SparkSession spark = SparkSession
            .builder()
            .master("local[*]")
            .appName("myApp")
    .config("spark.hadoop.javax.jdo.option.ConnectionURL","jdbc:mysql://url:3306/metastore?createDatabaseIfNotExist=false")
      .config("spark.hadoop.javax.jdo.option.ConnectionDriverName","com.mysql.jdbc.Driver")
            .config("spark.hadoop.javax.jdo.option.ConnectionUserName","username")
            .config("spark.hadoop.javax.jdo.option.ConnectionPassword","password")
            .config("hive.metastore.warehouse.dir", "hive")
            .enableHiveSupport()
            .getOrCreate();

Dataset<Row> productIds = spark.sql("select pid FROM db.tablename WHERE partition_epoch="+partitionEpoch);
System.out.println(productIds.collect());

I looked for hivemeta.uris in hive-site.xml under etc/hive/conf but it did not have this info.

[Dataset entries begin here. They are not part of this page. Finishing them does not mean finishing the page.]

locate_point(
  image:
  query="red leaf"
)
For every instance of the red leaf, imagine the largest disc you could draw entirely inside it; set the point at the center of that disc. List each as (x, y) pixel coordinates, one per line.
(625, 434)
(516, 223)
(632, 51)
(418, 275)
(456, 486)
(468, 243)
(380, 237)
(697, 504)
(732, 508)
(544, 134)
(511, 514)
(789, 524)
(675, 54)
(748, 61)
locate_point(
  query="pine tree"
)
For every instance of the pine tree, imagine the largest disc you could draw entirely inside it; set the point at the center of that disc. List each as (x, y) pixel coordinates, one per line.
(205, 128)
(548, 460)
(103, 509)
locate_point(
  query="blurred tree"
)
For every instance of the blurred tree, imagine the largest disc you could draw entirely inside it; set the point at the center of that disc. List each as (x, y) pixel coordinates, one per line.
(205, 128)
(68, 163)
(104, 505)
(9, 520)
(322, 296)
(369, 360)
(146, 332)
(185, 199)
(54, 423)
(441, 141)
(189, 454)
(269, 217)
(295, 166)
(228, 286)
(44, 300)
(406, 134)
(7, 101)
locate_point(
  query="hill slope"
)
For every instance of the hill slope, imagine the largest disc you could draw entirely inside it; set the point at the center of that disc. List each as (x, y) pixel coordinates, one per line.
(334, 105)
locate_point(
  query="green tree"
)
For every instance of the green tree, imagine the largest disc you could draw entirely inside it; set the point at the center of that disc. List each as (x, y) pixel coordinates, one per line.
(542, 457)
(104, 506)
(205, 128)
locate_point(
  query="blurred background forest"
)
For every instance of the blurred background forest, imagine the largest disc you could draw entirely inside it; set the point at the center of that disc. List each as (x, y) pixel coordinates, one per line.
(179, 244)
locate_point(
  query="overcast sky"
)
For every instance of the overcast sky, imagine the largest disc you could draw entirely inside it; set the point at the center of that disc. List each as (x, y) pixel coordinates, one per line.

How can I resolve the schema error and query the table.?

thebluephantom
  • 16,458
  • 8
  • 40
  • 83
sha256
  • 1
  • 1
  • 3

1 Answers1

0

descTable.printSchema() describes schema of dataframe and not a schema of your table. use descTable.show() to see your schema.

to validate issue check table properties attribute spark.sql.sources.schema. Schema of table must be the same as described by this attribute.